BRIEF DESCRIPTION OF THE DRAWINGS
[0015] The features of the present invention that are believed to
be novel are set forth with particularity in the appended claims.
The invention, together with objects and advantages thereof, may
best be understood by reference to the following description of the
presently preferred embodiments together with the accompanying
drawings in which:
[0016] FIG. 1 is a front perspective view showing an ink cartridge
according to one embodiment of the present invention;
[0017] FIG. 2 is a rear perspective view showing the ink cartridge
of FIG. 1;
[0018] FIG. 3 is a partially exploded front perspective view
showing the ink cartridge of FIG. 1;
[0019] FIG. 4 is a partially exploded front view showing the ink
cartridge of FIG. 1;
[0020] FIG. 5A is a plan view showing a piercing jig;
[0021] FIG. 5B is a cross-sectional view taken along line 5B-5B of
FIG. 5A;
[0022] FIG. 5C is a cross-sectional view taken along line 5C-5C of
FIG. 5A;
[0023] FIG. 5D is a plan view showing a blade body secured to the
piercing jig of FIG. 5A;
[0024] FIG. 5E is a plan view showing a blade body of a modified
embodiment;
[0025] FIG. 5F is a plan view showing a blade body of another
modified embodiment;
[0026] FIG. 6A is a view illustrating a mounted state of a piercing
jig in a piercing step;
[0027] FIG. 6B is a cross-sectional view showing a portion of the
piercing jig and a portion of the ink cartridge when an opening is
being formed in the ink cartridge;
[0028] FIG. 7 is a view illustrating a state in which the ink
cartridge is filled with ink through the opening; and
[0029] FIG. 8 is a view illustrating a sealing step.
DESCRIPTION OF EXEMPLARY EMBODIMENTS
[0030] An embodiment of the present invention will now be described
with reference to FIGS. 1 to 7. In the following description, the
"front-and-rear direction", the "left-and-right" direction, and the
"up-and-down" direction are the directions indicated by the
corresponding arrows in FIGS. 1 to 4.
[0031] As shown in FIGS. 1 to 4, an ink cartridge 11, or a fluid
container of the illustrated embodiment, includes a container body
12, which is shaped substantially like a flat rectangular box and
formed of synthetic resin, which is, for example, polypropylene
(PP). With reference to FIG. 4, an opening 12a is formed in a front
surface of the container body 12. A film member (not shown), which
is formed of thermally adhesive material, is welded to the
container body 12 to substantially cover the entire opening 12a. A
lid body 13 is detachably attached to the container body 12 from
outside the film member (the side corresponding to the front
surface) in such a manner that the opening 12a is shielded. A film
member 14, which is formed of thermally adhesive material, is
bonded to a rear surface of the container body 12 to substantially
cover the entire rear surface.

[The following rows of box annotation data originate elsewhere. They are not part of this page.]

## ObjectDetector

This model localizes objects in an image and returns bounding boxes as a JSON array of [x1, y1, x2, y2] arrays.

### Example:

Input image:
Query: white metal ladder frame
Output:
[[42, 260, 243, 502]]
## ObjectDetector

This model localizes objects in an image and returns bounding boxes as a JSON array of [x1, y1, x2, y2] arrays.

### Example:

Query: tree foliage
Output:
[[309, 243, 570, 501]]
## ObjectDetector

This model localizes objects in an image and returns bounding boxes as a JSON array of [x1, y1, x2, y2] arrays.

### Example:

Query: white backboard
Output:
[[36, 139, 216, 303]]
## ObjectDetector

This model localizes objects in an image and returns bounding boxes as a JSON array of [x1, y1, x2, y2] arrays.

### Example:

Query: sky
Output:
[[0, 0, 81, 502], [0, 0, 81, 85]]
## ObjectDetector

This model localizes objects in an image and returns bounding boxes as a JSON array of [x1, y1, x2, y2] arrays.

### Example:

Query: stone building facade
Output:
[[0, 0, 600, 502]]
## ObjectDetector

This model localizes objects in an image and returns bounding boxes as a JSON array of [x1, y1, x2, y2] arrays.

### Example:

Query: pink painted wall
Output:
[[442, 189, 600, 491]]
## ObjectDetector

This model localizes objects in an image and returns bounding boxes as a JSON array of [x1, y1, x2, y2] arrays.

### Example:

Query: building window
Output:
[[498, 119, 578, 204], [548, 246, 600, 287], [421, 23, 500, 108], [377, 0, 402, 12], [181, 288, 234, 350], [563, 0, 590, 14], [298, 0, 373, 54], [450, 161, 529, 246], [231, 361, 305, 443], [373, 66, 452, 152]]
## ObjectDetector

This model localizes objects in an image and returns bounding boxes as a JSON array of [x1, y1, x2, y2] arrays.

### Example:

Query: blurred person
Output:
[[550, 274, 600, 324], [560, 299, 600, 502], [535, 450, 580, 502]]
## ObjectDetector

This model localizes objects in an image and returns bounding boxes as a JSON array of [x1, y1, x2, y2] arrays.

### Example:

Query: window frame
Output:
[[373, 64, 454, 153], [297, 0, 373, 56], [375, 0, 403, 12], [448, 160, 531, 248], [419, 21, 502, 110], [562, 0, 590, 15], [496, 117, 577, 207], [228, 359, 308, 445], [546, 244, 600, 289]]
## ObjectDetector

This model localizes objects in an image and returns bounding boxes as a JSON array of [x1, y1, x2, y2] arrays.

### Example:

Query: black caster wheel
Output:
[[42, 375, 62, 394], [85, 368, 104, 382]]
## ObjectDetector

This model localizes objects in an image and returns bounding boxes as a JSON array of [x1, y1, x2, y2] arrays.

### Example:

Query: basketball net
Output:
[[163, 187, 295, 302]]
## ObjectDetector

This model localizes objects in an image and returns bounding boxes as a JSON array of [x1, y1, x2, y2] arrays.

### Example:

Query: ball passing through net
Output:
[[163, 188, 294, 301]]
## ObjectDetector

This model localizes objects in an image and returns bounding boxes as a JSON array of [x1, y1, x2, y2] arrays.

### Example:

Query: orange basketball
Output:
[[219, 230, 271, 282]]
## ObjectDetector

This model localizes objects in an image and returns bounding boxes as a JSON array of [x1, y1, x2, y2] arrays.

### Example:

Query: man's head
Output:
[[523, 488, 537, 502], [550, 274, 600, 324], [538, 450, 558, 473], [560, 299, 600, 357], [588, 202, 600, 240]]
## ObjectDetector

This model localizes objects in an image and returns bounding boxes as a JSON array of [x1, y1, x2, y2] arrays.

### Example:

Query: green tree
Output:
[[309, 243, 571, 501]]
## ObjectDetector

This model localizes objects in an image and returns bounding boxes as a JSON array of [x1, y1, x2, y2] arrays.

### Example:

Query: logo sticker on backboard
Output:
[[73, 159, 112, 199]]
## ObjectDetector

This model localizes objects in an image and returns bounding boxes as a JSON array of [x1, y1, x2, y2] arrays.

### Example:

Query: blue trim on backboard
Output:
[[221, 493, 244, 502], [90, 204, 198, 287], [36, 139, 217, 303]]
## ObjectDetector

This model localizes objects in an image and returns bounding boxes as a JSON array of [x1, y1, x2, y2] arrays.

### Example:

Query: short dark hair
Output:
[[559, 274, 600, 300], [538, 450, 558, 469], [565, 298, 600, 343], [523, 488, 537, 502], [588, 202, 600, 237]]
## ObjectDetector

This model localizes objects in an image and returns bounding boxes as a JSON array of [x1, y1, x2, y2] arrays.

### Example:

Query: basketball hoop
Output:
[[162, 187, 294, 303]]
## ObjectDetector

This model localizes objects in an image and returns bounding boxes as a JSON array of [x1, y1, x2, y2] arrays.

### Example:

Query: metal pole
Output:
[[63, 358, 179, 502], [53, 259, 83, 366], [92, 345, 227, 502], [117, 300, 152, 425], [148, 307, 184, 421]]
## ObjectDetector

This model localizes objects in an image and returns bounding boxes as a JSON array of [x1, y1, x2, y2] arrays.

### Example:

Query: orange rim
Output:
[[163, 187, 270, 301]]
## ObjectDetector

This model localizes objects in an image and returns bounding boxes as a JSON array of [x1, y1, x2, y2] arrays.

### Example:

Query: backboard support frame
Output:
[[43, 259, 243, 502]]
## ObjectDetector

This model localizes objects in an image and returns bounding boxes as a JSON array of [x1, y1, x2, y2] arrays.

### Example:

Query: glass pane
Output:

An elongated ID label 15, which
represents the color of the ink, or the fluid, contained in the ink
cartridge 11, is welded to an upper surface of the container body
12.
[0032] As shown in FIGS. 2 to 4, a guide projection 16 extending in
the up-and-down direction projects from a lower portion of a left
surface of the container body 12. If the ink cartridge 11 is
mounted in a cartridge holder (not shown) of an inkjet printer
(hereinafter, referred to as a printer), which is a type of fluid
ejection apparatus, the guide projection 16 is received in a guide
recess (not shown) formed in the cartridge holder. This guides the
ink cartridge 11 when the ink cartridge 11 is mounted in the
cartridge holder.
[0033] With reference to FIGS. 1 to 4, an elastically deformable
engagement lever 17, which projects diagonally to the upper left,
is arranged at a position above the guide projection 16 on the left
surface of the container body 12. An engagement piece 17a, which
extends horizontally (in the front-and-rear direction), projects
substantially from the longitudinal center of the engagement lever
17 on a surface of the engagement lever 17. Thus, when the ink
cartridge 11 is mounted in the cartridge holder of the printer, the
engagement lever 17 elastically deforms and the engagement piece
17a becomes engaged with a portion of the cartridge holder. This
positions the ink cartridge 11 with respect to the cartridge
holder. The ink cartridge 11 is thus secured to the cartridge
holder in the positioned state.
[0034] As shown in FIG. 1, a substrate unit 18 is secured to a
lower portion of a right surface of the container body 12. A
circuit substrate 19 on which a semiconductor memory device is
mounted is arranged on a surface of the substrate unit 18. The
semiconductor memory device of the circuit substrate 19 stores
various information regarding the ink cartridge 11 (for example,
information regarding ink colors and ink containing amounts).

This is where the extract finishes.